10 December 2010

Day 258: Dan Walker (guest blogger)

Fated by S. G. Browne.  ISBN: 9780451231284.

I've always considered fate and destiny to be two sides of the same coin: fate is the bad stuff that's supposed to happen to us, destiny the good stuff.  I kind of like Browne's take on the concepts: people are born either on the Path of Fate or the Path of Destiny, and can't travel between the two.  The people on Fate's path have a predetermined life destination, if you will, that can be changed slightly by the choices they make; Fate spends a lot of time complaining that people tend to make bad decisions, and thus their fates go down the tubes pretty quickly.  The people on the Path of Destiny, however, are, well, destined for great things.  Those with fates, if they make the right choices, can sometimes get as high as, say, a one-term president, but those with destinies will become people who make world-changing decisions.

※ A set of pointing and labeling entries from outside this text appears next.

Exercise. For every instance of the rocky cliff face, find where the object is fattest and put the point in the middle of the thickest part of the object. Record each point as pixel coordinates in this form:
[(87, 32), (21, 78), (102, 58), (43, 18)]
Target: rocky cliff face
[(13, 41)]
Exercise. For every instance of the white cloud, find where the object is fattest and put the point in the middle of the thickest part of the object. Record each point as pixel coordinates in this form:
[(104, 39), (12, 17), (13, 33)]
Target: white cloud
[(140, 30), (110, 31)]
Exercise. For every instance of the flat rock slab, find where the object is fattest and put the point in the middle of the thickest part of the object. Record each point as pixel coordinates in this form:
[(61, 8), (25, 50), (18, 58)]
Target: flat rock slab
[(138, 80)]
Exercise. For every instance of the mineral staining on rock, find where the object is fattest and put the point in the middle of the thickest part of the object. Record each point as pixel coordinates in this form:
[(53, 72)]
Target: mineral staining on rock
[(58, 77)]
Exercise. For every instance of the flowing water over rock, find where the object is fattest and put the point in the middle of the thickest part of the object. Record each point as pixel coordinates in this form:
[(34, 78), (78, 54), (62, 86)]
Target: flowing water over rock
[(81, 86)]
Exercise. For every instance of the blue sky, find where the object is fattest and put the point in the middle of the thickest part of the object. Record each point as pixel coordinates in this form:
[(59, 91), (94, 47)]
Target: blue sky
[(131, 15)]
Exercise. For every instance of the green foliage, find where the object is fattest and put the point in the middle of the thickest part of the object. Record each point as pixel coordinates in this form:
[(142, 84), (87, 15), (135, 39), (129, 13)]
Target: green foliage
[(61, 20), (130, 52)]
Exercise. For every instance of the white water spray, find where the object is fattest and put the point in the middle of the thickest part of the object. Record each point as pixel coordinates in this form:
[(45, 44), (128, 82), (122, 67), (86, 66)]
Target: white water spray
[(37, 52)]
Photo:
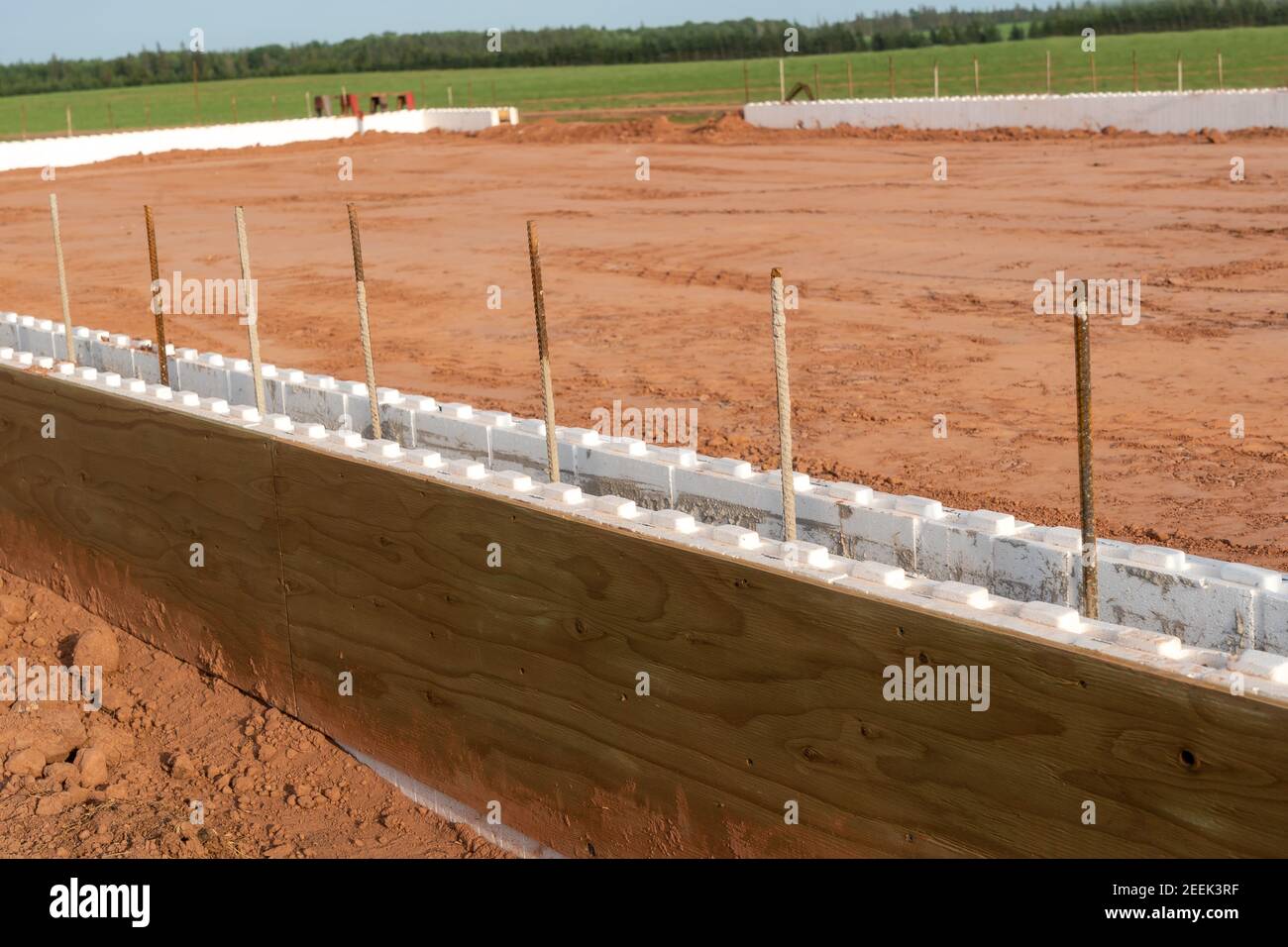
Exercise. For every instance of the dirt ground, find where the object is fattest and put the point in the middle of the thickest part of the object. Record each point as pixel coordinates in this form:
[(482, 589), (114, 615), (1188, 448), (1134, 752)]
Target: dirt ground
[(915, 296), (120, 781)]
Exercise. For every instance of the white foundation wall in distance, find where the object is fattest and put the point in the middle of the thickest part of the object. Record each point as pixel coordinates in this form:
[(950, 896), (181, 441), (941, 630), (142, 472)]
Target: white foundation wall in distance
[(1254, 671), (1159, 112), (86, 150), (1203, 602)]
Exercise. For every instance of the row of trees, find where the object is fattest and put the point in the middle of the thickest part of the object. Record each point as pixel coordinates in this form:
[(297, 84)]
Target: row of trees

I feel like I was once on the Path of Destiny.  In school, it seemed like I was really going to take my smarts someplace.  People told me I had a lot of potential, but what I lacked was direction, focus, or motivation.  I never knew what I wanted to be, even though I could have been anything, and no one ever really pushed me towards anything.  The praise was great, but I think all it did was give me an inflated ego -- and that's not exactly a career choice.

In reading this book, I can see where I could have made much better decisions in my life.  Bad luck and outside influences have had a lot of negative effects on me, and I tend to blame those exclusively instead of myself.  It would have taken a lot more maturity than I think I have ever had until recently, and the ability to analyze my own behavior and decisions.  That ability, by the way, I believe is sorely lacking in our society.  If people were able to self-reflect on a regular basis, I think we'd have a lot less discord, because that action generates a consciousness of others in relation to our behavior.  You wouldn't have self-entitled jerks making unreasonable demands on retail clerks and fast food cashiers, for example.

But getting back to me, yeah, I've made some bad decisions in my life.  When I graduated high school, I wanted to get into game design, because I was really into video games at that point (talk about a bad influence), but I had no idea how to go about doing it.  So I went in for computer engineering in the hopes that I might be able to get a job and work my way through a technical video game school.  This was, by the way, back when there was ONE school that taught video games, and it was on the opposite coast from me, not to mention it was expensive and didn't offer scholarships.  I was therefore lucky to even be able to get into college, due to my working-class background, but I made a mess of it.

I decided that I'd gone into engineering for the wrong reasons and switched to computer science because most of the classes counted for credit between the two majors.  But comp sci wasn't my thing.  Not only was I not good at it, I more or less predicted the dot-com bust and got out of the field.  I knew that if I didn't, I'd be competing for jobs with people who were vastly more talented in the field than I was.  It's the best decision I ever made.  Unfortunately, then I went into English, because it was easy.  Yes, I missed writing, but I really wish I'd gone back to engineering.  I might have been able to make something of myself that way.

I dicked around in grad school after that, and made a couple more bad decisions that landed me with this unusable Master's degree.  What have I learned from it?  Don't trust omens, that's what got me in trouble.  I've always looked for the fantastic to guide me, because it's a handy excuse to not take responsibility for my own actions.  Well, no more.  I know what I want now, and I know how to get it.  Being able to get it, on the other hand, is another matter entirely, and that's one I can't really figure out at this point.  One day, I hope to get back on my right path and see if I can salvage whatever my fate may be.


Dan Walker (pseudonym) is a writer from Northeast Ohio, who would be teaching ESL if he wasn't unemployed temporarily working at a bookstore. He received a BA in Creative Writing from Wright State University in 2004 and a Masters in Teaching English as a Second Language from Kent State University in 2009. He will make some lucky librarian a wonderful husband someday.